Según la bolsa de valores de Shanghái un coin equivale a 10 dólares americanos, cinco euros, 1.5 yenes, un yuan, un euro de las Bahamas y 0.8 dólares lunares —aunque en la bolsa de valores de Shackleton está a 0.5—. Es decir, un coin es dinero bueno y aunque es una moneda virtual se puede convertir en dinero real en cualquier parte del planeta y su satélite natural.
Así que la diferencia entre la opulencia y la riqueza depende de por cuanto tiempo te vea cada ocioso del planeta. Y no es fácil resaltar entre más de mil opciones que varían desde gente que se lanza sin paracaídas desde una montaña hasta muchachas que no terminan el striptease en la piel. Todas y cada una de las fórmulas para lograr popularidad han sido explotadas. Y los que consiguen atención no solo son ricos.
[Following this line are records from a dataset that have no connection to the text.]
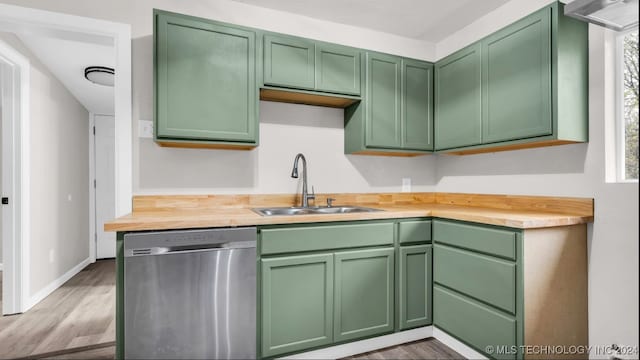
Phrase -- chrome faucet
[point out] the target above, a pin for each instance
(294, 174)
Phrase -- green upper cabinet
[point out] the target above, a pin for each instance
(395, 116)
(289, 62)
(414, 288)
(417, 105)
(458, 100)
(516, 76)
(305, 65)
(337, 69)
(524, 86)
(383, 101)
(296, 303)
(205, 82)
(364, 293)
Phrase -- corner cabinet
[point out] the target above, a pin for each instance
(206, 93)
(395, 116)
(521, 87)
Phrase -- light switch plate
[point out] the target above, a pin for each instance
(406, 184)
(145, 129)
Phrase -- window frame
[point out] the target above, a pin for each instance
(620, 126)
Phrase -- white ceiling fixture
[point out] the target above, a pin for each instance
(426, 20)
(100, 75)
(68, 59)
(618, 15)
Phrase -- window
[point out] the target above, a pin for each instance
(627, 104)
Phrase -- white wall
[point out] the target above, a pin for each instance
(59, 170)
(569, 170)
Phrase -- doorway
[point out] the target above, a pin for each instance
(104, 186)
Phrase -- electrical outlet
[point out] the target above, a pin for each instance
(145, 129)
(406, 184)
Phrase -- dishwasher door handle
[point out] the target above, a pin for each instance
(160, 250)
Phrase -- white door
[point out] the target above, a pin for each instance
(105, 184)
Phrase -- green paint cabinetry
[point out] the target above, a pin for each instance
(205, 82)
(289, 62)
(414, 286)
(523, 86)
(303, 64)
(458, 109)
(477, 296)
(327, 292)
(516, 76)
(364, 293)
(296, 303)
(395, 116)
(338, 69)
(383, 124)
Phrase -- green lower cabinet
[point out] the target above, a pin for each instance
(364, 293)
(474, 323)
(296, 303)
(414, 288)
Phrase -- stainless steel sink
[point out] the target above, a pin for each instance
(275, 211)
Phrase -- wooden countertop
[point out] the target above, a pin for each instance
(186, 212)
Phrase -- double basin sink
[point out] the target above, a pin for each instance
(275, 211)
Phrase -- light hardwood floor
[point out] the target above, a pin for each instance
(80, 313)
(77, 321)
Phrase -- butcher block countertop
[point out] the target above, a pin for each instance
(167, 212)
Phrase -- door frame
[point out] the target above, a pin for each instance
(15, 18)
(15, 148)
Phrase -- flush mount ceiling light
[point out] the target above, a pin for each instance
(618, 15)
(100, 75)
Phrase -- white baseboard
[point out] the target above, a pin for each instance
(455, 344)
(47, 290)
(380, 342)
(362, 346)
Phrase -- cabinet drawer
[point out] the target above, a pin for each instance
(472, 322)
(312, 238)
(483, 277)
(487, 240)
(414, 231)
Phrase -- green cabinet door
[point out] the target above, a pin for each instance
(289, 62)
(383, 122)
(364, 293)
(415, 276)
(205, 81)
(458, 100)
(516, 76)
(337, 69)
(296, 303)
(417, 105)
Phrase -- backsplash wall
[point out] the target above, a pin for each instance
(285, 130)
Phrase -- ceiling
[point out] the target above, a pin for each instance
(426, 20)
(67, 59)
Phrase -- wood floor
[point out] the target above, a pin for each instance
(78, 314)
(77, 321)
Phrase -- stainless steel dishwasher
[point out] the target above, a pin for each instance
(190, 294)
Son influencers. Que es el paso previo a ser un dios de los medios digitales.
2. Influencer.
En inglés influencer significa algo así como «influenciador», palabra que no tiene absolutamente ningún glamour y si el término hubiera sido propuesto por españoles en los primeros tiempos de las redes sociales de seguro no lo recordáramos ahora. Pero el inglés es otra cosa. Pese a tratarse del quinto idioma más hablado en el sistema Tierra-
Luna todavía se usa como lengua franca. Los protocolos de internet y selenet están escritos en lenguajes de programación con base en inglés, así como el núcleo central de la mayoría de las inteligencias artificiales que ocupan cargos públicos. Aunque en la Luna se prefiere usar espanglés o spanglish puede decirse que casi todos los seres humanos de la Tierra hablan alguna variante del chino e inglés.
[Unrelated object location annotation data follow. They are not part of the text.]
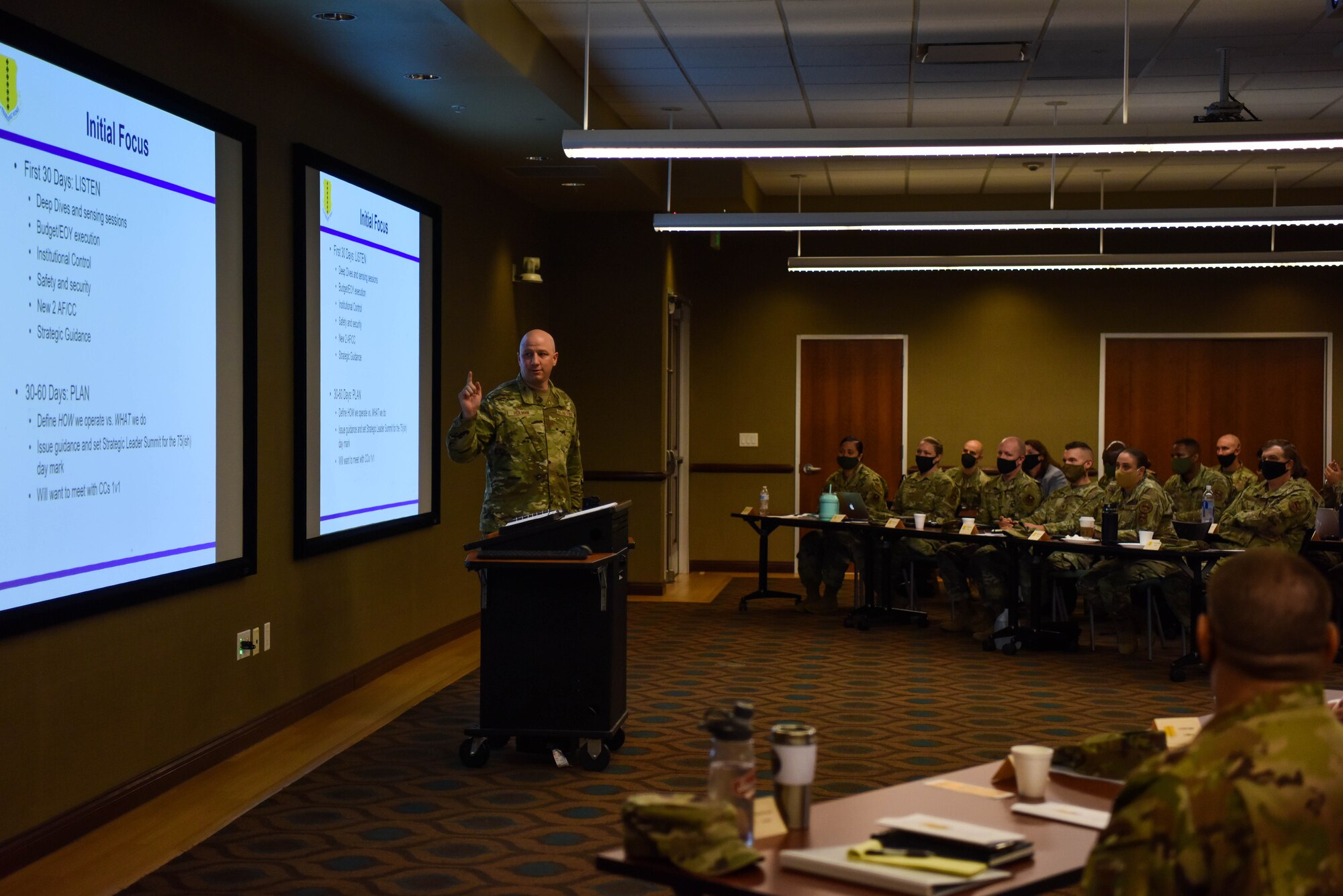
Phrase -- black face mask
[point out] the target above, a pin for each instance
(1272, 468)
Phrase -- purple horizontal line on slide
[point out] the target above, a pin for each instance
(369, 243)
(92, 568)
(108, 166)
(366, 510)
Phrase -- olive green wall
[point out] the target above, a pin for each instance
(608, 282)
(989, 354)
(93, 703)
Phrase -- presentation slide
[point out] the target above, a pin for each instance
(111, 234)
(369, 305)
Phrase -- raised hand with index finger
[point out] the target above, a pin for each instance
(471, 397)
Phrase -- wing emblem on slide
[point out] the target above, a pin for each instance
(10, 87)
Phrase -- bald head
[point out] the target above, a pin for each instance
(537, 358)
(1230, 451)
(1268, 615)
En tiempos primigenios, cuando comenzaban los canales de youtube aparecieron los primeros canales de TVD on-line que por entonces se llamaban youtubers. Pronto, los más populares de estos youtubers no conformes con tener miles de seguidores a escala planetaria comenzaron a tener imitadores. Gente que se vestía como ellos, hacía lo que ellos hacían, tenía sexo como ellos lo tenían y hasta acampaban en cementerios radiactivos si ellos lo hacían. Esta nueva forma de influir sobre mucha gente, sin hacer promesas políticas, a puro carisma fue etiquetada como influencers. Y el nombre pegó, porque estaba en inglés que por entonces era el tercer idioma más hablado. Y los influencers comenzaron a actuar según cómo querían que se comportara la gente. Y terminaron recibiendo dinero y favores de todo tipo de productores de ropa, perfumes, autos y todo lo que podía usarse. Después vinieron los políticos, que no toleraban una intromisión así en el negocio de controlar a la gente, y cambiaron puestos de poder por opiniones de los influencers sobre el calentamiento global, los combustibles fósiles o la colonización de la Luna. Prácticamente el mundo como es hoy en día se debe a la democracia, que permitió que la gente participara con su voto en la toma de las grandes decisiones, y a los influencers que le dijeron a la gente lo que debían pensar justo antes de votar. No me quejo, el mundo es un gran lugar, solo que hay que ser realistas con lo que pasó.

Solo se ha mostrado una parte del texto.